Guess 3): The string "(a,b)" is by itself a valid expression in the grammar as you have programmed it. (Though perhaps not as you intended to program it ;-). Try sending that through the expr parser and see what happens.
Guess 4): Your grammar is left recursive. This is what causes it to get stuck and loop forever. Parsec is a LL(k) parser. If you are used to Yacc and family which are LR(1) or LR(k) parsers, the rules for recursion are exactly reversed. If you didn't understand this last sentence thats OK, but let us know.
Guess 5): The code in the expression builder looks like it came from the function's documentation. I think you may have found the term expression somewhere as well. If that is the case you you point to where it came from. if not could you explain in a few sentences how you think term ought to work.

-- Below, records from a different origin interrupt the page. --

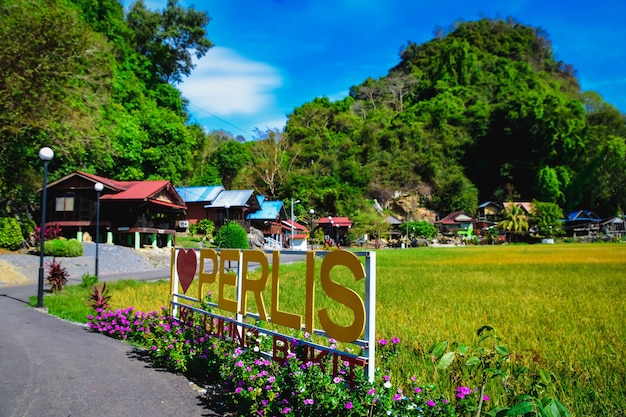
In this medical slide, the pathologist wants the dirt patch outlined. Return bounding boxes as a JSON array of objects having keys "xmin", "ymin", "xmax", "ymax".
[{"xmin": 0, "ymin": 261, "xmax": 30, "ymax": 284}]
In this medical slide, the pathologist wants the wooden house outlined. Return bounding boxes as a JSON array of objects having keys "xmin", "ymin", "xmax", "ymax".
[
  {"xmin": 435, "ymin": 211, "xmax": 475, "ymax": 237},
  {"xmin": 600, "ymin": 216, "xmax": 626, "ymax": 239},
  {"xmin": 46, "ymin": 171, "xmax": 186, "ymax": 248},
  {"xmin": 563, "ymin": 210, "xmax": 602, "ymax": 237},
  {"xmin": 204, "ymin": 190, "xmax": 261, "ymax": 232},
  {"xmin": 176, "ymin": 185, "xmax": 224, "ymax": 230},
  {"xmin": 317, "ymin": 216, "xmax": 352, "ymax": 246},
  {"xmin": 248, "ymin": 195, "xmax": 287, "ymax": 247}
]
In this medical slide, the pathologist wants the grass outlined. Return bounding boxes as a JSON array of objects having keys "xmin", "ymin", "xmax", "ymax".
[{"xmin": 37, "ymin": 243, "xmax": 626, "ymax": 417}]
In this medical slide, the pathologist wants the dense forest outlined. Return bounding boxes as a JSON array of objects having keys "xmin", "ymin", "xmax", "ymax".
[{"xmin": 0, "ymin": 0, "xmax": 626, "ymax": 228}]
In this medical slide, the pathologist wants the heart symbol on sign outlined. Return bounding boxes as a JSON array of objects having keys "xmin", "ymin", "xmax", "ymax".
[{"xmin": 176, "ymin": 249, "xmax": 197, "ymax": 294}]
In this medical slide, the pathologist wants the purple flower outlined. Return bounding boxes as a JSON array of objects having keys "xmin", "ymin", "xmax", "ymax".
[{"xmin": 456, "ymin": 386, "xmax": 472, "ymax": 400}]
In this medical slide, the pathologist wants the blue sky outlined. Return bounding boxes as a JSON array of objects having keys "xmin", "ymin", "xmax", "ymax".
[{"xmin": 138, "ymin": 0, "xmax": 626, "ymax": 139}]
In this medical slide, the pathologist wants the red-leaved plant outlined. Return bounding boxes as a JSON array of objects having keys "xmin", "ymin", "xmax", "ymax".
[{"xmin": 46, "ymin": 258, "xmax": 69, "ymax": 293}]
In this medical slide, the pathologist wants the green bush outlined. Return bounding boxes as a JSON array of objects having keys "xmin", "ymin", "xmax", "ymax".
[
  {"xmin": 196, "ymin": 219, "xmax": 215, "ymax": 239},
  {"xmin": 20, "ymin": 219, "xmax": 37, "ymax": 239},
  {"xmin": 215, "ymin": 222, "xmax": 249, "ymax": 249},
  {"xmin": 43, "ymin": 239, "xmax": 83, "ymax": 258},
  {"xmin": 0, "ymin": 217, "xmax": 23, "ymax": 250}
]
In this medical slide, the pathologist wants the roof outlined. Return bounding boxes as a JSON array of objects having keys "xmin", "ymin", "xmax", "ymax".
[
  {"xmin": 282, "ymin": 219, "xmax": 309, "ymax": 233},
  {"xmin": 435, "ymin": 211, "xmax": 474, "ymax": 224},
  {"xmin": 48, "ymin": 171, "xmax": 187, "ymax": 209},
  {"xmin": 600, "ymin": 216, "xmax": 624, "ymax": 225},
  {"xmin": 385, "ymin": 215, "xmax": 402, "ymax": 225},
  {"xmin": 175, "ymin": 185, "xmax": 224, "ymax": 203},
  {"xmin": 248, "ymin": 196, "xmax": 284, "ymax": 220},
  {"xmin": 565, "ymin": 210, "xmax": 602, "ymax": 222},
  {"xmin": 502, "ymin": 201, "xmax": 533, "ymax": 214},
  {"xmin": 317, "ymin": 216, "xmax": 352, "ymax": 227},
  {"xmin": 204, "ymin": 190, "xmax": 261, "ymax": 211},
  {"xmin": 478, "ymin": 201, "xmax": 502, "ymax": 208}
]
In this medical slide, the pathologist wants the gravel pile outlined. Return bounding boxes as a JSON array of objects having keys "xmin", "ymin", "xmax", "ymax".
[{"xmin": 0, "ymin": 242, "xmax": 171, "ymax": 284}]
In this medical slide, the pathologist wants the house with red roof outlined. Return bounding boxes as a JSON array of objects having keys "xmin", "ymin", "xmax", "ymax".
[
  {"xmin": 46, "ymin": 171, "xmax": 186, "ymax": 249},
  {"xmin": 317, "ymin": 216, "xmax": 352, "ymax": 246}
]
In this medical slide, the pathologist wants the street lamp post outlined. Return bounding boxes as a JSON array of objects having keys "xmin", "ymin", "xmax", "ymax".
[
  {"xmin": 37, "ymin": 146, "xmax": 54, "ymax": 308},
  {"xmin": 93, "ymin": 182, "xmax": 104, "ymax": 279},
  {"xmin": 328, "ymin": 216, "xmax": 335, "ymax": 245},
  {"xmin": 224, "ymin": 203, "xmax": 230, "ymax": 248},
  {"xmin": 224, "ymin": 203, "xmax": 230, "ymax": 270},
  {"xmin": 289, "ymin": 198, "xmax": 300, "ymax": 248}
]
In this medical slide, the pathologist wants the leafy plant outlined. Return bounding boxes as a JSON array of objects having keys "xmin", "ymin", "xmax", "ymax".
[
  {"xmin": 43, "ymin": 238, "xmax": 83, "ymax": 258},
  {"xmin": 34, "ymin": 224, "xmax": 63, "ymax": 245},
  {"xmin": 80, "ymin": 273, "xmax": 98, "ymax": 288},
  {"xmin": 88, "ymin": 282, "xmax": 111, "ymax": 310},
  {"xmin": 196, "ymin": 219, "xmax": 215, "ymax": 239},
  {"xmin": 215, "ymin": 221, "xmax": 249, "ymax": 249},
  {"xmin": 0, "ymin": 217, "xmax": 23, "ymax": 250},
  {"xmin": 430, "ymin": 326, "xmax": 570, "ymax": 417},
  {"xmin": 46, "ymin": 258, "xmax": 69, "ymax": 293}
]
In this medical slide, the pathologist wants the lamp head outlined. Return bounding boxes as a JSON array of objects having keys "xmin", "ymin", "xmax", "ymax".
[{"xmin": 39, "ymin": 146, "xmax": 54, "ymax": 161}]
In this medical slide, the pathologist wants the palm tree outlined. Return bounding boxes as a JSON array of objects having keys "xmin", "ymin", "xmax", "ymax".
[{"xmin": 498, "ymin": 202, "xmax": 528, "ymax": 241}]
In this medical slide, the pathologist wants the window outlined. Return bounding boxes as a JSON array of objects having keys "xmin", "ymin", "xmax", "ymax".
[{"xmin": 56, "ymin": 194, "xmax": 74, "ymax": 211}]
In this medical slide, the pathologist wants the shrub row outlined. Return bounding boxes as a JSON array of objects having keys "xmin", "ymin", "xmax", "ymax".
[
  {"xmin": 43, "ymin": 239, "xmax": 83, "ymax": 258},
  {"xmin": 88, "ymin": 307, "xmax": 570, "ymax": 417},
  {"xmin": 0, "ymin": 217, "xmax": 23, "ymax": 250}
]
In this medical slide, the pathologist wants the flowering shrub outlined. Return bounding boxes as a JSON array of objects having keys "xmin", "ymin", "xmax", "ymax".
[{"xmin": 88, "ymin": 307, "xmax": 570, "ymax": 417}]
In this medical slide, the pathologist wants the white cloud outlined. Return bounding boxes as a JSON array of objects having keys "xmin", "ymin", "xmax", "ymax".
[{"xmin": 179, "ymin": 47, "xmax": 283, "ymax": 116}]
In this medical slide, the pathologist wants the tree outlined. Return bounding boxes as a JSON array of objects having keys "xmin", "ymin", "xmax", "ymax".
[
  {"xmin": 251, "ymin": 130, "xmax": 297, "ymax": 199},
  {"xmin": 127, "ymin": 0, "xmax": 213, "ymax": 83},
  {"xmin": 497, "ymin": 202, "xmax": 528, "ymax": 240},
  {"xmin": 400, "ymin": 220, "xmax": 437, "ymax": 240},
  {"xmin": 530, "ymin": 200, "xmax": 565, "ymax": 238},
  {"xmin": 214, "ymin": 221, "xmax": 250, "ymax": 249},
  {"xmin": 211, "ymin": 140, "xmax": 251, "ymax": 190},
  {"xmin": 0, "ymin": 0, "xmax": 114, "ymax": 212}
]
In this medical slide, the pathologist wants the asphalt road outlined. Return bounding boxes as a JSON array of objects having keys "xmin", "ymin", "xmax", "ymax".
[
  {"xmin": 0, "ymin": 250, "xmax": 303, "ymax": 417},
  {"xmin": 0, "ymin": 268, "xmax": 223, "ymax": 417}
]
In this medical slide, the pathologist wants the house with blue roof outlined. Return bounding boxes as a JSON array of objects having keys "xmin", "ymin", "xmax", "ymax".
[
  {"xmin": 563, "ymin": 210, "xmax": 602, "ymax": 237},
  {"xmin": 175, "ymin": 185, "xmax": 224, "ymax": 229},
  {"xmin": 248, "ymin": 195, "xmax": 287, "ymax": 246},
  {"xmin": 204, "ymin": 190, "xmax": 261, "ymax": 232}
]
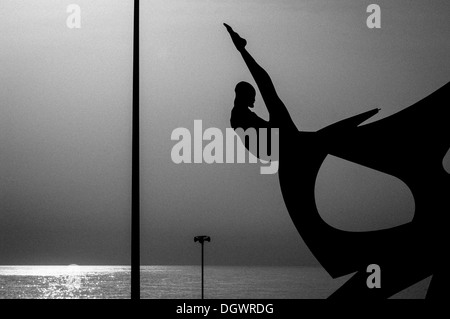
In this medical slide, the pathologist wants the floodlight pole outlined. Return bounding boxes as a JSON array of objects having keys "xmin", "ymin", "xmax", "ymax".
[
  {"xmin": 194, "ymin": 236, "xmax": 211, "ymax": 299},
  {"xmin": 131, "ymin": 0, "xmax": 141, "ymax": 299}
]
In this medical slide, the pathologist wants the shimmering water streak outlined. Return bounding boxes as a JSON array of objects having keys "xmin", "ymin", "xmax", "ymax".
[
  {"xmin": 0, "ymin": 265, "xmax": 429, "ymax": 299},
  {"xmin": 0, "ymin": 265, "xmax": 130, "ymax": 299}
]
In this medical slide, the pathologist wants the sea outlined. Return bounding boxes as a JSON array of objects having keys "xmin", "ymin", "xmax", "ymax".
[{"xmin": 0, "ymin": 265, "xmax": 430, "ymax": 299}]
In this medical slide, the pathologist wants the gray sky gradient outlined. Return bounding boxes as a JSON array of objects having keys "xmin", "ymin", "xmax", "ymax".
[{"xmin": 0, "ymin": 0, "xmax": 450, "ymax": 265}]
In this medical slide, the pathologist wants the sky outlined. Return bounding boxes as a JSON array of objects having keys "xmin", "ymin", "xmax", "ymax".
[{"xmin": 0, "ymin": 0, "xmax": 450, "ymax": 265}]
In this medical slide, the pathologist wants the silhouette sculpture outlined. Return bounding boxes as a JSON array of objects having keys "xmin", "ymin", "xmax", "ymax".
[
  {"xmin": 224, "ymin": 24, "xmax": 450, "ymax": 298},
  {"xmin": 194, "ymin": 236, "xmax": 211, "ymax": 299}
]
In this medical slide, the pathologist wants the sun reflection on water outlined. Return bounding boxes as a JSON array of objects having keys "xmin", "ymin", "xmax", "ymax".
[{"xmin": 0, "ymin": 264, "xmax": 130, "ymax": 299}]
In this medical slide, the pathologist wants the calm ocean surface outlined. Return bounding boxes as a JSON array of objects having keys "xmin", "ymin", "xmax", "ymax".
[{"xmin": 0, "ymin": 265, "xmax": 429, "ymax": 299}]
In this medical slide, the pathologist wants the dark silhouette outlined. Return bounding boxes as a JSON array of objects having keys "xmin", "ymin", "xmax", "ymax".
[
  {"xmin": 194, "ymin": 236, "xmax": 211, "ymax": 299},
  {"xmin": 224, "ymin": 24, "xmax": 450, "ymax": 298},
  {"xmin": 131, "ymin": 0, "xmax": 141, "ymax": 300}
]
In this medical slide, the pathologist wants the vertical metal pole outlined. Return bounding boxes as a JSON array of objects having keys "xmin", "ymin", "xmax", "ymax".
[
  {"xmin": 131, "ymin": 0, "xmax": 140, "ymax": 299},
  {"xmin": 202, "ymin": 242, "xmax": 205, "ymax": 299}
]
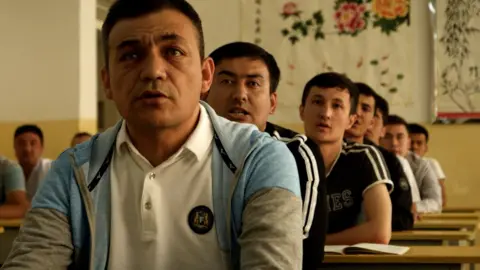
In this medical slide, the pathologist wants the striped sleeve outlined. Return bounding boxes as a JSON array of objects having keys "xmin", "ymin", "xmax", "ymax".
[
  {"xmin": 287, "ymin": 135, "xmax": 323, "ymax": 238},
  {"xmin": 344, "ymin": 143, "xmax": 394, "ymax": 194}
]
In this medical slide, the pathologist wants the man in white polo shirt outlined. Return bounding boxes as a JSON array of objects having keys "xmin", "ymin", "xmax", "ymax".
[
  {"xmin": 408, "ymin": 123, "xmax": 447, "ymax": 207},
  {"xmin": 381, "ymin": 115, "xmax": 442, "ymax": 213},
  {"xmin": 13, "ymin": 125, "xmax": 52, "ymax": 200},
  {"xmin": 4, "ymin": 0, "xmax": 303, "ymax": 270}
]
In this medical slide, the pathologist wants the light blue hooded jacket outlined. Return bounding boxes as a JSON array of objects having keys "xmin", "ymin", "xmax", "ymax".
[{"xmin": 4, "ymin": 102, "xmax": 302, "ymax": 270}]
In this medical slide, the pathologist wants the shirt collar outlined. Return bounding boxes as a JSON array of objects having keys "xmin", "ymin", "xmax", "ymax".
[{"xmin": 115, "ymin": 105, "xmax": 213, "ymax": 160}]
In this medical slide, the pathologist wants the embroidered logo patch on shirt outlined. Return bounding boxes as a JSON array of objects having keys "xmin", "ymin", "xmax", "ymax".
[{"xmin": 188, "ymin": 205, "xmax": 214, "ymax": 234}]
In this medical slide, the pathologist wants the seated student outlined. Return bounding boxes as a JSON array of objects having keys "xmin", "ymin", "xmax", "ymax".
[
  {"xmin": 366, "ymin": 94, "xmax": 421, "ymax": 214},
  {"xmin": 70, "ymin": 132, "xmax": 92, "ymax": 147},
  {"xmin": 381, "ymin": 115, "xmax": 442, "ymax": 213},
  {"xmin": 13, "ymin": 125, "xmax": 52, "ymax": 200},
  {"xmin": 203, "ymin": 42, "xmax": 327, "ymax": 269},
  {"xmin": 408, "ymin": 124, "xmax": 447, "ymax": 207},
  {"xmin": 0, "ymin": 156, "xmax": 29, "ymax": 219},
  {"xmin": 300, "ymin": 73, "xmax": 393, "ymax": 245},
  {"xmin": 345, "ymin": 83, "xmax": 414, "ymax": 231}
]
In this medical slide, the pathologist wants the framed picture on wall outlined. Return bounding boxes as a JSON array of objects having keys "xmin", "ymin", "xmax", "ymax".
[{"xmin": 429, "ymin": 0, "xmax": 480, "ymax": 123}]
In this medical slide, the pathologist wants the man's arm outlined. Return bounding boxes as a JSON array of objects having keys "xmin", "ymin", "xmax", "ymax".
[
  {"xmin": 326, "ymin": 145, "xmax": 392, "ymax": 245},
  {"xmin": 416, "ymin": 160, "xmax": 442, "ymax": 213},
  {"xmin": 238, "ymin": 141, "xmax": 303, "ymax": 270},
  {"xmin": 0, "ymin": 161, "xmax": 30, "ymax": 218},
  {"xmin": 326, "ymin": 183, "xmax": 392, "ymax": 245},
  {"xmin": 0, "ymin": 190, "xmax": 30, "ymax": 219},
  {"xmin": 2, "ymin": 153, "xmax": 73, "ymax": 270},
  {"xmin": 287, "ymin": 135, "xmax": 328, "ymax": 270}
]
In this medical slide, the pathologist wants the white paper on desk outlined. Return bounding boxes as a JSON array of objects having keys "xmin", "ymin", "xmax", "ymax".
[{"xmin": 343, "ymin": 243, "xmax": 409, "ymax": 255}]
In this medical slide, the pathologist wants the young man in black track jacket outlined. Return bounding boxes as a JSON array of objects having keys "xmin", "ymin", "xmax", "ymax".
[{"xmin": 345, "ymin": 83, "xmax": 414, "ymax": 231}]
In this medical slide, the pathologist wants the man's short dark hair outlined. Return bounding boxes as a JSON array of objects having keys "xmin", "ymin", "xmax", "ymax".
[
  {"xmin": 385, "ymin": 114, "xmax": 408, "ymax": 130},
  {"xmin": 13, "ymin": 124, "xmax": 43, "ymax": 144},
  {"xmin": 302, "ymin": 72, "xmax": 358, "ymax": 114},
  {"xmin": 408, "ymin": 123, "xmax": 428, "ymax": 142},
  {"xmin": 73, "ymin": 132, "xmax": 92, "ymax": 139},
  {"xmin": 209, "ymin": 42, "xmax": 280, "ymax": 93},
  {"xmin": 374, "ymin": 94, "xmax": 390, "ymax": 125},
  {"xmin": 102, "ymin": 0, "xmax": 205, "ymax": 69}
]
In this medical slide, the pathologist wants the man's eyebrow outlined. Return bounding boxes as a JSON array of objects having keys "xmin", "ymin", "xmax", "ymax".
[
  {"xmin": 116, "ymin": 39, "xmax": 140, "ymax": 50},
  {"xmin": 217, "ymin": 70, "xmax": 237, "ymax": 77},
  {"xmin": 116, "ymin": 33, "xmax": 185, "ymax": 50}
]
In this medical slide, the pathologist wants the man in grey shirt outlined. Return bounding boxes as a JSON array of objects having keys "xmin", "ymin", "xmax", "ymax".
[{"xmin": 381, "ymin": 115, "xmax": 442, "ymax": 213}]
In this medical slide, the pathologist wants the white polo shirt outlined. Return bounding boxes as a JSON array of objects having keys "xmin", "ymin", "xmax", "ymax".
[
  {"xmin": 423, "ymin": 157, "xmax": 446, "ymax": 180},
  {"xmin": 108, "ymin": 106, "xmax": 228, "ymax": 270},
  {"xmin": 25, "ymin": 158, "xmax": 52, "ymax": 200},
  {"xmin": 397, "ymin": 155, "xmax": 422, "ymax": 203}
]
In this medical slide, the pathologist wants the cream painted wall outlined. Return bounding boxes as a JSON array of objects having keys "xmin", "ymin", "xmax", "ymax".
[
  {"xmin": 0, "ymin": 0, "xmax": 97, "ymax": 122},
  {"xmin": 0, "ymin": 0, "xmax": 97, "ymax": 158}
]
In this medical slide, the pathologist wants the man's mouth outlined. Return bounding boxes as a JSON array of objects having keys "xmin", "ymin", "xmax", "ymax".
[
  {"xmin": 228, "ymin": 107, "xmax": 249, "ymax": 117},
  {"xmin": 139, "ymin": 90, "xmax": 167, "ymax": 99},
  {"xmin": 317, "ymin": 123, "xmax": 330, "ymax": 128}
]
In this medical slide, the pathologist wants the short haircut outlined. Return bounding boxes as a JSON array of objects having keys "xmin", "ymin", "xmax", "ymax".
[
  {"xmin": 13, "ymin": 124, "xmax": 43, "ymax": 144},
  {"xmin": 73, "ymin": 132, "xmax": 92, "ymax": 139},
  {"xmin": 209, "ymin": 42, "xmax": 280, "ymax": 93},
  {"xmin": 375, "ymin": 94, "xmax": 390, "ymax": 125},
  {"xmin": 355, "ymin": 82, "xmax": 377, "ymax": 109},
  {"xmin": 385, "ymin": 114, "xmax": 408, "ymax": 127},
  {"xmin": 102, "ymin": 0, "xmax": 205, "ymax": 69},
  {"xmin": 302, "ymin": 72, "xmax": 358, "ymax": 114},
  {"xmin": 408, "ymin": 123, "xmax": 429, "ymax": 142}
]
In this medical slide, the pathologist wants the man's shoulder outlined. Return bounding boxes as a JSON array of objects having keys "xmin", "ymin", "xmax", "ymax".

General Advice: The large number of try statements are eventually (a.k.a. now) going to cause you grief. They are useful in some cases but also a little naughty. If the next character can determine what choice should succeed there is no need for them. If you are just trying to get something running lots of backtracking will reduce the number of intermediate forms, but it also hides pathological cases and makes errors more obscure.

There appears to be left recursion, which will cause the parser to hang if the choice in term ever gets to eseq:
expr -> term -> eseq -> expr
The term (a,b) will not parse as a lambda, or an array, so it will fall into the eseq loop.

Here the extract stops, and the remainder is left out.